In short - Yes it is!

The first thing that you may hear from a vendor (seller) who is getting limited or no buyer response is, “Well, the agent said we would get $X but we have only had a few inspections and no offers.”

Sadly, a solid proportion of real estate agents in a hot market, where listings are hard to come by, may try to ‘buy your business’ by giving you a price assessment/estimate that is likely to be music to your ears.

Then after several weeks of minimal buyer inspections and no offers, the agent skulks back to you and utters those horrible seven words, “You may have to drop your price.”

And here is possibly the biggest reason why seller/agent relationships evaporate in an instant, that leads to society in general having a less than enthusiastic opinion of agents.

It boils down to the professional management of vendor expectations.

I am proud to say, that the horrible seven-word seller/agent divorce statement does not passed my lips.

My mantra in almost 20 years of Real Estate consulting and sales is:

“My job is to do everything ethically and humanly possible to find out what the market is willing to pay, today, and negotiate the best possible price; whilst helping you reach or exceed your expectations so you can realise the goals you set out to achieve.”

So, it all comes back to the initial meeting with my potential clients.

First and foremost, I want to know what your expectations are.  Most importantly your expectations around price, but also what your goals are – why you want to move and is your plan supported by current market conditions?

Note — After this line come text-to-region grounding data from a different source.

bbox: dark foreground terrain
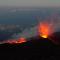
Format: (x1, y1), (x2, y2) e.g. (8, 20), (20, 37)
(0, 32), (60, 60)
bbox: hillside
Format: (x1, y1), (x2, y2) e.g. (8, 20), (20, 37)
(0, 32), (60, 60)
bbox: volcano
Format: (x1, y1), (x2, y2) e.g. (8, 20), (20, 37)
(0, 32), (60, 60)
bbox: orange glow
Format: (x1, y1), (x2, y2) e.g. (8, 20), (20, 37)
(40, 34), (48, 38)
(7, 40), (17, 44)
(5, 37), (27, 44)
(38, 22), (53, 38)
(17, 37), (27, 43)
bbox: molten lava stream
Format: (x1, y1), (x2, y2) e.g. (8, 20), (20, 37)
(17, 37), (27, 44)
(5, 37), (27, 44)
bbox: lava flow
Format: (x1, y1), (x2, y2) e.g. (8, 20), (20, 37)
(2, 37), (27, 44)
(17, 37), (27, 43)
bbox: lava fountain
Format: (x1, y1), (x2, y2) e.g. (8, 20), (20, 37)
(38, 21), (54, 39)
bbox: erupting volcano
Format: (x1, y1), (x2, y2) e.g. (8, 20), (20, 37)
(0, 14), (60, 45)
(38, 21), (54, 39)
(0, 21), (55, 44)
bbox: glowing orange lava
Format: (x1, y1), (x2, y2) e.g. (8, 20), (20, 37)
(5, 37), (27, 44)
(17, 37), (27, 43)
(38, 22), (53, 38)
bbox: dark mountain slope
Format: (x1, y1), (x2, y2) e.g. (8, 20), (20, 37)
(0, 32), (60, 60)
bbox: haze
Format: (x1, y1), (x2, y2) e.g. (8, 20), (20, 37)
(0, 0), (60, 7)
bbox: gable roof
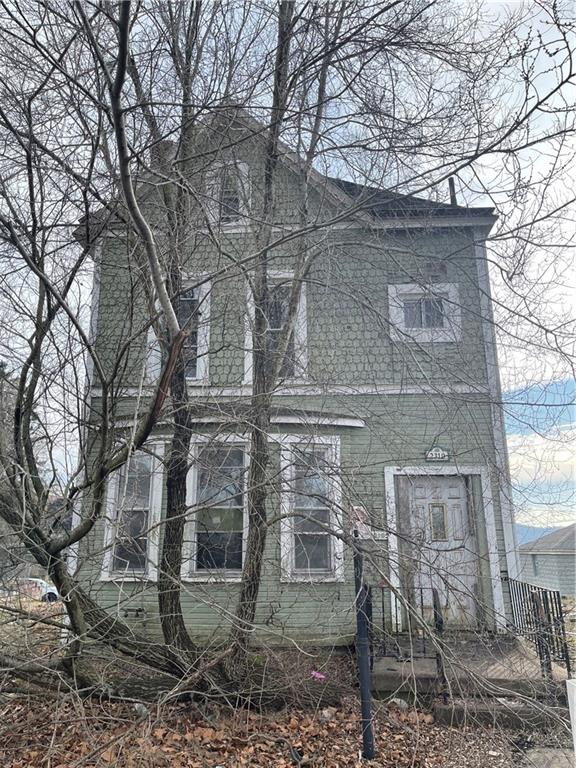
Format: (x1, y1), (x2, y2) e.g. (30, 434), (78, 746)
(519, 523), (576, 554)
(75, 105), (497, 245)
(328, 176), (495, 221)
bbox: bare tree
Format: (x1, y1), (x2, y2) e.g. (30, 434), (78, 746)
(0, 0), (573, 716)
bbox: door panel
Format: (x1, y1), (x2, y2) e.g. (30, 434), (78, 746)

Then, based on those expectations I have one job; find out what the market is willing to pay for your property and relay all my findings back to you so you can make the big decisions.

And they are:

  • Meet the market and sell your home or property;
  • Hold on for dear life to your expectations and hope for a sale at some stage down the track;
  • Take your property off the market and look for an alternative plan.

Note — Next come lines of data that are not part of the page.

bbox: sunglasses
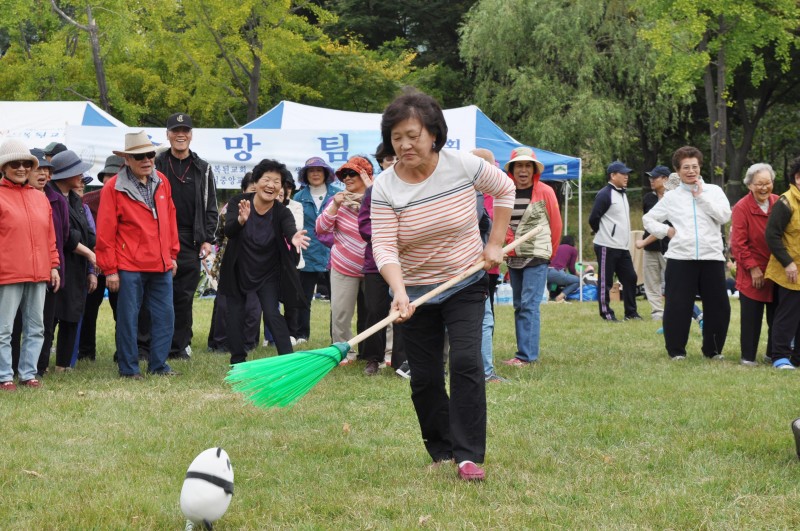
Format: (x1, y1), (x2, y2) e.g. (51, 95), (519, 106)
(131, 151), (156, 161)
(340, 170), (360, 179)
(6, 160), (34, 169)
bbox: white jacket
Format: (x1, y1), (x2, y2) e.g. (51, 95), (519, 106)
(642, 179), (731, 261)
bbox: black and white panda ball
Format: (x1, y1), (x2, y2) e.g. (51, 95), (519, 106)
(180, 447), (234, 527)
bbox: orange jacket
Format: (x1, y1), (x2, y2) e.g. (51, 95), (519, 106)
(0, 178), (59, 285)
(96, 170), (179, 274)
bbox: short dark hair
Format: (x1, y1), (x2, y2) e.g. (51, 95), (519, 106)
(380, 91), (448, 156)
(672, 146), (704, 171)
(252, 159), (292, 185)
(788, 156), (800, 187)
(560, 234), (575, 247)
(240, 171), (254, 191)
(374, 142), (391, 162)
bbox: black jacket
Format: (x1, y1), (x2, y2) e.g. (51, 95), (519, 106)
(53, 185), (96, 322)
(217, 193), (307, 310)
(155, 149), (218, 247)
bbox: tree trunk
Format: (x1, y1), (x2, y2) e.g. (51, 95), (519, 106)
(86, 5), (110, 112)
(246, 52), (261, 123)
(712, 45), (727, 187)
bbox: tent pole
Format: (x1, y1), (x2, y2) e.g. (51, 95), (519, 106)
(578, 159), (583, 302)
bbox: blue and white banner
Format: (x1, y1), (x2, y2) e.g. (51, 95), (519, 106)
(66, 126), (472, 189)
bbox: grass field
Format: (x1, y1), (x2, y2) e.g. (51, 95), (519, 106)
(3, 296), (800, 529)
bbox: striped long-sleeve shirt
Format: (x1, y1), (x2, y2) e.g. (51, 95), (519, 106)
(315, 199), (366, 277)
(371, 149), (516, 285)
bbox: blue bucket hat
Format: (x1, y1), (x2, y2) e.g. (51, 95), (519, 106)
(51, 150), (94, 181)
(298, 156), (335, 185)
(30, 148), (53, 170)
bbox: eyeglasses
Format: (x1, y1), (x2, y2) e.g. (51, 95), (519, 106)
(131, 152), (156, 161)
(6, 160), (34, 169)
(680, 165), (700, 172)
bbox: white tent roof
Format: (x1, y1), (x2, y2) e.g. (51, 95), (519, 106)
(0, 101), (125, 148)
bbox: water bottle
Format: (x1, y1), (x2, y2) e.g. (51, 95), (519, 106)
(541, 282), (549, 304)
(496, 283), (512, 305)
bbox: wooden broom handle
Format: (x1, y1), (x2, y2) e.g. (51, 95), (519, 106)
(347, 226), (544, 348)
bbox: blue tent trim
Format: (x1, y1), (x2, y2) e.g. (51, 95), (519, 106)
(81, 104), (117, 126)
(242, 102), (284, 129)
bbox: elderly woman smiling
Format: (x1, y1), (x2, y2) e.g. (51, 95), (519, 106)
(730, 163), (779, 366)
(0, 140), (60, 390)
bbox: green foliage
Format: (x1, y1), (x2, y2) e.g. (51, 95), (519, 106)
(460, 0), (686, 173)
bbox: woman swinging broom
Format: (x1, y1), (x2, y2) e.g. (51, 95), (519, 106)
(371, 91), (515, 481)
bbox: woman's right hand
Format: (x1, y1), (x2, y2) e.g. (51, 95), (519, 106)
(785, 262), (798, 284)
(332, 192), (346, 207)
(667, 227), (676, 239)
(391, 291), (415, 323)
(634, 238), (645, 250)
(237, 199), (250, 225)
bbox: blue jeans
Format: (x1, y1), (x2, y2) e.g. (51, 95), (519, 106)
(0, 282), (45, 382)
(509, 264), (547, 363)
(547, 268), (580, 298)
(117, 271), (174, 376)
(481, 297), (494, 377)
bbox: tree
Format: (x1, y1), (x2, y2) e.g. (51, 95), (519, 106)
(640, 0), (800, 186)
(460, 0), (686, 175)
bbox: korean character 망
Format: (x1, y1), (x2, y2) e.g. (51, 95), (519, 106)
(223, 133), (262, 162)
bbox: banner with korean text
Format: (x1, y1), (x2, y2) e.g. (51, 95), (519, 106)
(65, 126), (472, 188)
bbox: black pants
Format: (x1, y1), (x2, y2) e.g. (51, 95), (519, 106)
(296, 271), (327, 340)
(228, 278), (293, 364)
(11, 288), (57, 376)
(208, 292), (261, 351)
(739, 292), (774, 362)
(79, 275), (118, 360)
(361, 273), (396, 363)
(54, 319), (79, 368)
(663, 259), (730, 358)
(770, 286), (800, 364)
(404, 280), (487, 464)
(171, 232), (201, 354)
(594, 245), (638, 320)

So how do you know if your property is overpriced in a hot market?

  1. Buyers enquire, inspect and provide feedback that does not line up with seller expectations – and the feedback I am talking about is price – “Mr and Mrs Buyer, what do you think this property will sell for?”
  2. There is no enquiry. Loads of views via the big websites. Social media but little or no activity (enquiries, inspections) from any of those ‘lookers’. This is better known as ‘The deafening silence of the market’.

The hardest task for me, or any other professional agent, is to provide the feedback from buyers or the stats regarding low enquiry rates to my vendors knowing there is a possibility your expectations may take a hit.

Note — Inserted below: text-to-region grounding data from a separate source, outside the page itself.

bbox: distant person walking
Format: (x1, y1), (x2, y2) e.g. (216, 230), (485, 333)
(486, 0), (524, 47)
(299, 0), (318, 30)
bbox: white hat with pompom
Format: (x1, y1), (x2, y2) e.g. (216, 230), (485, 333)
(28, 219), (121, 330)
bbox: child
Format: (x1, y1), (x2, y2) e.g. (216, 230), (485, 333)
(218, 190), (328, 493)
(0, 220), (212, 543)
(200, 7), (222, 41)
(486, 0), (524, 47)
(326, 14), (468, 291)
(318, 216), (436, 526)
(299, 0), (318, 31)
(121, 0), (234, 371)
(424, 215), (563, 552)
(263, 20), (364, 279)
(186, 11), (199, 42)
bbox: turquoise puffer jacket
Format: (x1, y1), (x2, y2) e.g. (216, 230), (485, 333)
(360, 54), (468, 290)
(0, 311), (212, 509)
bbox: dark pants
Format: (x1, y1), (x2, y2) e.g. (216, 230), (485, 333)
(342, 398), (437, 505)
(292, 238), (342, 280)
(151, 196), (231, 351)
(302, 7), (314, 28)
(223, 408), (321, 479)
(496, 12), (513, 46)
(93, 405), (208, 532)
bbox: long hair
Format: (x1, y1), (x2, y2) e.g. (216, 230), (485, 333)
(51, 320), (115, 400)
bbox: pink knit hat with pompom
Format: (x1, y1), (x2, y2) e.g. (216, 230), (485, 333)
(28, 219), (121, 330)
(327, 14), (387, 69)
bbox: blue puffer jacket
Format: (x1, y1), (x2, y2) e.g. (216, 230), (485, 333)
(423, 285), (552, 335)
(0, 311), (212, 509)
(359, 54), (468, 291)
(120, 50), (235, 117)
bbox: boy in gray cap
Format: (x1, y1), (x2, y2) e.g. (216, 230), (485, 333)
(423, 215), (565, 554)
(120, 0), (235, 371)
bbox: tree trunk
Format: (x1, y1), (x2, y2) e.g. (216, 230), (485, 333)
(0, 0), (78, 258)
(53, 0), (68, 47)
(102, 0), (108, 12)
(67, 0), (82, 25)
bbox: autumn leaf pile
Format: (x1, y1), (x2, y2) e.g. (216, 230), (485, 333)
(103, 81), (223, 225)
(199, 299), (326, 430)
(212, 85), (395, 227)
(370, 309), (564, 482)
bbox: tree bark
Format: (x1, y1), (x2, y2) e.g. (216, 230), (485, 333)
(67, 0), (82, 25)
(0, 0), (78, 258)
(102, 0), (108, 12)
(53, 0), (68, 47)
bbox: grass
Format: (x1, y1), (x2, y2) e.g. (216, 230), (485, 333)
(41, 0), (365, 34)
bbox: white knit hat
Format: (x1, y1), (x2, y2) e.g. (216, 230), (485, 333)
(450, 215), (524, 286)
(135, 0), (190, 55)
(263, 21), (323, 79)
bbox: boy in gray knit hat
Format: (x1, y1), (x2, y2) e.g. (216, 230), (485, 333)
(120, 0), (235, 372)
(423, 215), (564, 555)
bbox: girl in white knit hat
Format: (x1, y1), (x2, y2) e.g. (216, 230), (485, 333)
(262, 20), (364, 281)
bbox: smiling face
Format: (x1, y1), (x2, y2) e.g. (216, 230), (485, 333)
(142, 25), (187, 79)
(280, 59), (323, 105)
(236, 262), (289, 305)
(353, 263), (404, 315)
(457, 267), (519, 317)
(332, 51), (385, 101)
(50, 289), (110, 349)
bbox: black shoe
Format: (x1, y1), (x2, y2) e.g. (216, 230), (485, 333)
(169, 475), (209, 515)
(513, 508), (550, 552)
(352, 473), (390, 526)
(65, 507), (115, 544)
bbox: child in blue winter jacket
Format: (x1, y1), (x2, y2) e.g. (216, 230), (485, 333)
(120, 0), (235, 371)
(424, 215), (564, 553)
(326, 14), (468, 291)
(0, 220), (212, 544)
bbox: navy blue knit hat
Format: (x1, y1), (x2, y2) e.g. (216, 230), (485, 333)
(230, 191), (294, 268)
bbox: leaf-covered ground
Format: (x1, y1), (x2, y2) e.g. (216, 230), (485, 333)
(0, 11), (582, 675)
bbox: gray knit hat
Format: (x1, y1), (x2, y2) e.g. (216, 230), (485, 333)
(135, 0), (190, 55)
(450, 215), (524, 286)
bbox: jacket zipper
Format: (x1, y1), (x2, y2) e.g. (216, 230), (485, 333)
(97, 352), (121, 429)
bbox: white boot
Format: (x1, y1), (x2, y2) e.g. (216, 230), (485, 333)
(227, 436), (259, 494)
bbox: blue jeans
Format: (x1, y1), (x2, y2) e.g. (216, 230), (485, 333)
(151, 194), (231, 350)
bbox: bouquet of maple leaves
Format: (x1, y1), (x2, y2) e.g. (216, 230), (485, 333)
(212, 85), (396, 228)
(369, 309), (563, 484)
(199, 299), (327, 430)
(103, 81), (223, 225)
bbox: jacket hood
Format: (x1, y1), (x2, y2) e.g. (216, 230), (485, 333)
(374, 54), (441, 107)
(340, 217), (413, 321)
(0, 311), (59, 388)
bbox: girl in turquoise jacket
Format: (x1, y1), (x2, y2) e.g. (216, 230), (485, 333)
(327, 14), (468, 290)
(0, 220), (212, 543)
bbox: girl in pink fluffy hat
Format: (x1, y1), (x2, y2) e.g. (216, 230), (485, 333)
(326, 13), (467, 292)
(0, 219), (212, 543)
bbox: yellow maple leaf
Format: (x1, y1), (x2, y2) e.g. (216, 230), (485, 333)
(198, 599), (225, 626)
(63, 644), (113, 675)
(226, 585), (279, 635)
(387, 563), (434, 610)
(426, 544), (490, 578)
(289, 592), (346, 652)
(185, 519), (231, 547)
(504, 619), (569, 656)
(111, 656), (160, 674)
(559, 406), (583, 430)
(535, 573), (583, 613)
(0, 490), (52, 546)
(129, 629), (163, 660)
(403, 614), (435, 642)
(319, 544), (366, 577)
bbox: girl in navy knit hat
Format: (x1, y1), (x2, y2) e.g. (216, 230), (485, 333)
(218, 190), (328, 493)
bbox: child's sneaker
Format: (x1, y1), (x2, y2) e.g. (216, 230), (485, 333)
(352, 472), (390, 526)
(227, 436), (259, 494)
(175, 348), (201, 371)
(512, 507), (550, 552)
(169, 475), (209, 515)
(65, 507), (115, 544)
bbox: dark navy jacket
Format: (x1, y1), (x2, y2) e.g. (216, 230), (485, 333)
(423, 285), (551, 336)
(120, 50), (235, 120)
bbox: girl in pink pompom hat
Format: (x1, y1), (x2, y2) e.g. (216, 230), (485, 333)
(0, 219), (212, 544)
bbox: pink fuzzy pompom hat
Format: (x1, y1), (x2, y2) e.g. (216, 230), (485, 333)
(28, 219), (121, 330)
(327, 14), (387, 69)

It’s a responsibility that cannot be shirked.

One of the biggest tell-tale signs that a property is exceeding market (the buyers’) sentiment is how long it is on the market for without selling.

If other similar properties are going under contract in 30 days or less, and your property is still on the market after 60 days – ‘Houston we have a problem!’

Understandably, many agents don’t want to disappoint their vendors and will avoid the feedback provided by buyers (or lack of) and suggest the possible remedies for fear of earning the wrath of their client.

But I have always helped my vendors by them by telling them the truth - and we all know the truth can be a hard pill to swallow – because ignoring it can lead to poor decision making, frustration and pain.

No matter what type of market you are selling your home in – Hot, Cold or Balanced – realism is the key and working toward attracting buyers in order to have them compete against each other, and not you, is the key to a great result every time.